Апрель. Я оухел от всех. Меня все заебали, а также я заебал сам себя. Я решил, что не имею права нести ответственность за такое количество вовлеченных в проект людей, которые что бы ни говорили, все равно всегда на все надеятся и будут надеяться. Я понял, что я могу взять ответственность максимум только за одного человека, за вокалистку, которой я ещё не знал. Но ответственность брал наперед.
Меня заебало все. Попсовое текстописание ради денег у меня сидело в печенках. Я по-прежнему делал все, что от меня требовали, но меня это несказанно раздражало. В глубине моего авангардного подсознания все-таки очень прочно сидела неприязнь ко всей этой хуйне, которую я хоть и научился делать и слушать, но душа продолжала хотеть чего-то иного. В попсе меня в свое время купила искренность эмоций, которой не было и не могло быть в тех песнях, которые мне давали для заполнения вокальных рыб текстами. Я пытался что-то сделать, но делать того, что я считал нужным и клевым, естественно, было нельзя. Наиболее известной песней с моим текстом стал хит в среде полных безшеих уебищ «Уголек». По этому поводу нас со столь же несчастным, как и я, Игорем Кандуром – автором музыки, позвали на совковую очень представительную передачку «Песня года», где мы чего-то там напиздели про всю хуйню, а потом передача пошла в эфир по первому каналу ровно в международный женский день, и ее увидели как раз все те люди, которым совершенно не следовало бы ее видеть. Они все, разумеется, решили, что у меня все охуительно и я, блядь, устроился в жизни. Хули, по телевизору показали!
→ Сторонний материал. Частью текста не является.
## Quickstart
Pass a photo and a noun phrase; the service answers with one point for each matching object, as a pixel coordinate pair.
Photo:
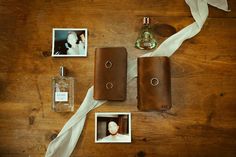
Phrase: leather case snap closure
(154, 84)
(110, 73)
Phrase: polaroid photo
(69, 42)
(112, 127)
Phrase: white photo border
(72, 29)
(113, 113)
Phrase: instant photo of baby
(112, 127)
(69, 42)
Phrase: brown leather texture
(110, 73)
(154, 84)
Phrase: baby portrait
(69, 42)
(112, 127)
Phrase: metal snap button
(154, 81)
(109, 85)
(108, 64)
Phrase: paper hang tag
(64, 144)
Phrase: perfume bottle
(63, 92)
(145, 40)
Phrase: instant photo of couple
(69, 42)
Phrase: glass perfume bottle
(145, 40)
(63, 92)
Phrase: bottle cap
(62, 71)
(146, 20)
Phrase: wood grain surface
(202, 121)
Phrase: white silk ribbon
(65, 142)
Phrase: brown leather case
(110, 74)
(154, 84)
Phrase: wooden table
(202, 121)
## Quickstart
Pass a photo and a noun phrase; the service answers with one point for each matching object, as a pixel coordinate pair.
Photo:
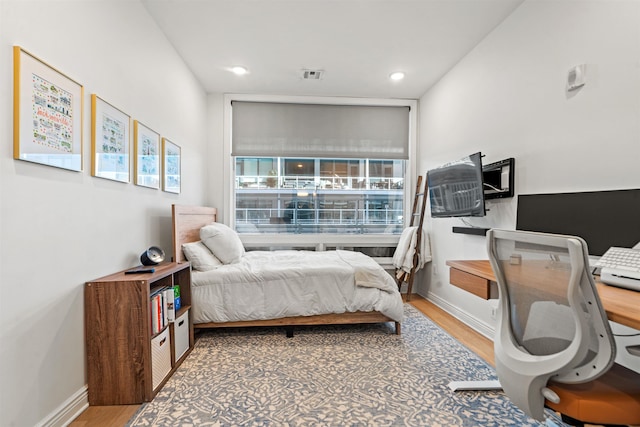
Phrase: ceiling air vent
(312, 74)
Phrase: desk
(477, 277)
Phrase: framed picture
(47, 114)
(147, 156)
(170, 166)
(110, 141)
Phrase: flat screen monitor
(602, 218)
(456, 188)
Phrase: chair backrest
(551, 324)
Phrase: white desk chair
(553, 345)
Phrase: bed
(283, 288)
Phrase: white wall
(507, 98)
(61, 228)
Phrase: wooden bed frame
(187, 221)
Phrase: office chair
(553, 343)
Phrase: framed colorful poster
(147, 156)
(110, 141)
(47, 114)
(170, 166)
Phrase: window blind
(268, 129)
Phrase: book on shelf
(164, 304)
(177, 301)
(169, 298)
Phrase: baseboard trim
(68, 411)
(479, 326)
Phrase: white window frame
(319, 241)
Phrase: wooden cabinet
(126, 363)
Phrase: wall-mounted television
(499, 179)
(456, 188)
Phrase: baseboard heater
(478, 231)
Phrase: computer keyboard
(620, 267)
(620, 259)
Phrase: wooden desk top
(622, 305)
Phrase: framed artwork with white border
(110, 141)
(48, 109)
(170, 166)
(147, 156)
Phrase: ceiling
(356, 43)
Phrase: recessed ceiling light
(239, 71)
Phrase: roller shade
(264, 129)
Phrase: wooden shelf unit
(118, 333)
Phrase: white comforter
(271, 285)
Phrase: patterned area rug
(351, 375)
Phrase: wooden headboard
(187, 221)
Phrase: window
(319, 195)
(329, 167)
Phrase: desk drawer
(470, 283)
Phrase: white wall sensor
(576, 77)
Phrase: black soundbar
(477, 231)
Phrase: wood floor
(115, 416)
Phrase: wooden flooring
(118, 416)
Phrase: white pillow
(200, 256)
(223, 242)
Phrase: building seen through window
(301, 195)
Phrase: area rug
(347, 375)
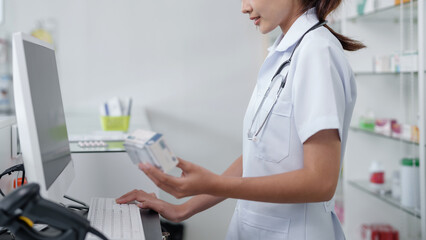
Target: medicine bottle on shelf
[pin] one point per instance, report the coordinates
(377, 176)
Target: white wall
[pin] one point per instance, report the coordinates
(192, 64)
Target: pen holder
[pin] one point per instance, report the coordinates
(120, 123)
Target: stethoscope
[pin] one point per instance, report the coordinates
(252, 135)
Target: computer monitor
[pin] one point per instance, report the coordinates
(40, 116)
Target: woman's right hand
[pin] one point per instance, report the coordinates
(174, 213)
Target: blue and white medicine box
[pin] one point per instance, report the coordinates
(149, 147)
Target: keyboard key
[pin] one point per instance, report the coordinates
(114, 220)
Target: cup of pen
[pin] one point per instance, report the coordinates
(115, 123)
(115, 114)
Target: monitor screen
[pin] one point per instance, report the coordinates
(48, 110)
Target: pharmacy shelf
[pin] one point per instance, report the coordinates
(385, 196)
(357, 129)
(388, 13)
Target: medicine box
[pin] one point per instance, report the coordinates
(150, 147)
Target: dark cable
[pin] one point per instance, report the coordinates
(19, 167)
(23, 177)
(97, 233)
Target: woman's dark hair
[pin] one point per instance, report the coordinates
(323, 8)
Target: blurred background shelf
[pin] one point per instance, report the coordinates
(357, 129)
(388, 13)
(386, 197)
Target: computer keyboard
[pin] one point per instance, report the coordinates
(115, 221)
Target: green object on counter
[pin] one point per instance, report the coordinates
(409, 162)
(120, 123)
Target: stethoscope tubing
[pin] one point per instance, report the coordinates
(283, 82)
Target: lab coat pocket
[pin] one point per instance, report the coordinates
(259, 227)
(275, 140)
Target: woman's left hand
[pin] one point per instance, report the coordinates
(193, 181)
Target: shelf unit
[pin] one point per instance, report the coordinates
(384, 196)
(357, 129)
(393, 95)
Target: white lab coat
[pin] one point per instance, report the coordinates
(320, 93)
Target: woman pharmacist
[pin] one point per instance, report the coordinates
(294, 136)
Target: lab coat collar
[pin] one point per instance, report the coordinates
(299, 27)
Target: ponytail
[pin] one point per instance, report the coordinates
(325, 7)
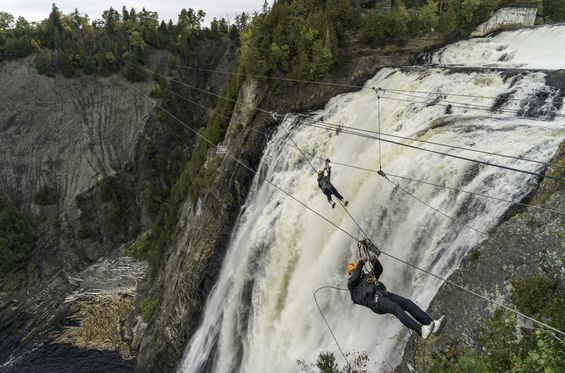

Короче говоря, я решил сделать все на «Ensoniq’е», чтобы никого ничем не парить, а потом часть инструментов прописать живьем. Короче сделать так, как делают все попсисты. К тому времени я уже перестал заботиться о стандартах и решил сделать то, чего душа просит. А просила она полной оторванности и полного электронного отвяза в рамках технических возможностей. Я сел трудиться. И опять сделал хуеву тучу аранжировок на многострадальную «Пойду за моря и реки». Как вы понимаете, каждый раз это была совершенно новая музыка, как и на студии у Эли, как и на только что отгремевших зимних репетициях с живым составом.